In the last thicket of Calcetta,

we remedy getting lost

by removing our shirts

and wearing them inside out,

to summon a trail before us

and lead us back to home safe

like deliverance. Revelations

via reversals. For some of us

there is no saving from all this,

no matter the times we wear

the shirt inside out. This is

our riddle we refuse to crack.

RIVER

Para kay Baby River Nasino

 

Musmos ka pang ilog, iniluwal sa kasagsagan ng katigangan ng lupa, gutom, karahasan. Naging dakila ka kaya sana tulad ng Tigris at Euphrates? O di kaya mala-Ganges, Indus, o Rio Grande de Cagayan? Hindi ka man lang naka-agos nang lubos. 

 

Ipinahihiram daw ang buhay bukal sa nag-uumapaw na kabutihang-loob, saka naman binabawi sa takdang panahon. Ngunit, River, hindi binawi ang iyo, hindi pa takda ang panahon (sino nga ba ang nagpapahiram, sino ang nagtatakda). Ang iyo ay ninakaw. Ang iyo ay kinitil. Hinablot ka sa bisig ng iyong inang dapat ay malaya kang kipkip ka sa init ng yakap. Hinablot ka at siniguradong mababad sa malamig at walang pusong kaayusan (o kaguluhan ba) ng lipunan. 

 

Magpahinga ka sana nang maigi, River. Napupuno na ang mga ilog at malapit na ang Dakilang Bahang lulunod sa kanilang magnanakaw ng buhay mo.

EVERY BODY

Everybody knows a lungful of water 

makes a body sink.
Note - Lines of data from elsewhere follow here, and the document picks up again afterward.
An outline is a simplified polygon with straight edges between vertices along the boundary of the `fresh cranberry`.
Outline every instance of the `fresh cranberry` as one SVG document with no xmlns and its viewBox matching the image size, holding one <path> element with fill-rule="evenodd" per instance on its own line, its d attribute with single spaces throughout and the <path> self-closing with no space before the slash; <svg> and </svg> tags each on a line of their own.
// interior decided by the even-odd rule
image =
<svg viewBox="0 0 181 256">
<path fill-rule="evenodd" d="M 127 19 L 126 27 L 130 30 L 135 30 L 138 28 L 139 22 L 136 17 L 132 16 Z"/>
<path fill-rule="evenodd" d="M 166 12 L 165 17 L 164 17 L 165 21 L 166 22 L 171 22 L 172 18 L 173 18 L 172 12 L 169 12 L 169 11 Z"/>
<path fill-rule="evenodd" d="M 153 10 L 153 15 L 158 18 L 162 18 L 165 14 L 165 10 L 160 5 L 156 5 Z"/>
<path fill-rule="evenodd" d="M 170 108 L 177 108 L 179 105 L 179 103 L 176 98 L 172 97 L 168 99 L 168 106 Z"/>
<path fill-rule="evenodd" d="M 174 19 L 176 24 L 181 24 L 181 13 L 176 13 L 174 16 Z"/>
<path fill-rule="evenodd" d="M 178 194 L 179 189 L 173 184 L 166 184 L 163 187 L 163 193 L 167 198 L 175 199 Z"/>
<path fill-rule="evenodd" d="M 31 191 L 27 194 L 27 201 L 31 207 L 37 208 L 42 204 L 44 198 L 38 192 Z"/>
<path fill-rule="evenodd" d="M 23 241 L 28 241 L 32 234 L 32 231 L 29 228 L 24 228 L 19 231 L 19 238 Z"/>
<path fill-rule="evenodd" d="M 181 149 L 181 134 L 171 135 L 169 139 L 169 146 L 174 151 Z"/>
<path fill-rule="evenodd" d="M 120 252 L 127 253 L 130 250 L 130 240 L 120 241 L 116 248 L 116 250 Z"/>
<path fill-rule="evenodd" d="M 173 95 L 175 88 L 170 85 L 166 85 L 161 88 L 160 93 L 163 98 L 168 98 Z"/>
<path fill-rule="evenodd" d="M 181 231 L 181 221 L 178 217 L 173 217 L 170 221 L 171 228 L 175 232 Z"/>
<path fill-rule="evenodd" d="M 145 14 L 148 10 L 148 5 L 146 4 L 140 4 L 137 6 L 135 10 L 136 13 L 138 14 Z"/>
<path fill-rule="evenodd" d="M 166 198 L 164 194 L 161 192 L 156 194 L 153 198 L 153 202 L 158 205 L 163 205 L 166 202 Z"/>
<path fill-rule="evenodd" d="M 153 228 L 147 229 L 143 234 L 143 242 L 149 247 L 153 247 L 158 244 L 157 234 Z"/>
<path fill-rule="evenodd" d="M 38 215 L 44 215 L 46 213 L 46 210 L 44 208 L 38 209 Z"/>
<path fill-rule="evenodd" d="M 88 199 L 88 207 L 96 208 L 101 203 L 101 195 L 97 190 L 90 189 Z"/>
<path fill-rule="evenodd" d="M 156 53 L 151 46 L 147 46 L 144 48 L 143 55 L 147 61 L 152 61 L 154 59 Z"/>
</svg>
Everybody knows 

 

a clenched fist makes a perfect weapon 

to bruise & bruise & 

 

bruise a body until it yields

until it doesn’t. Science works this way, see, 

 

and violence, too, of course—but everybody 

knows this. There is nothing left to bury

 

but the flowers that we’ve ripped 

from the bosom of the earth. Take what you can 

 

carry, but never resentment. Everybody knows 

this. The body forgets it belongs to somebody 

 

in the end, anyway. Mark our graves. Human 

decency. Somebody. Kyrie Eleison. Any body.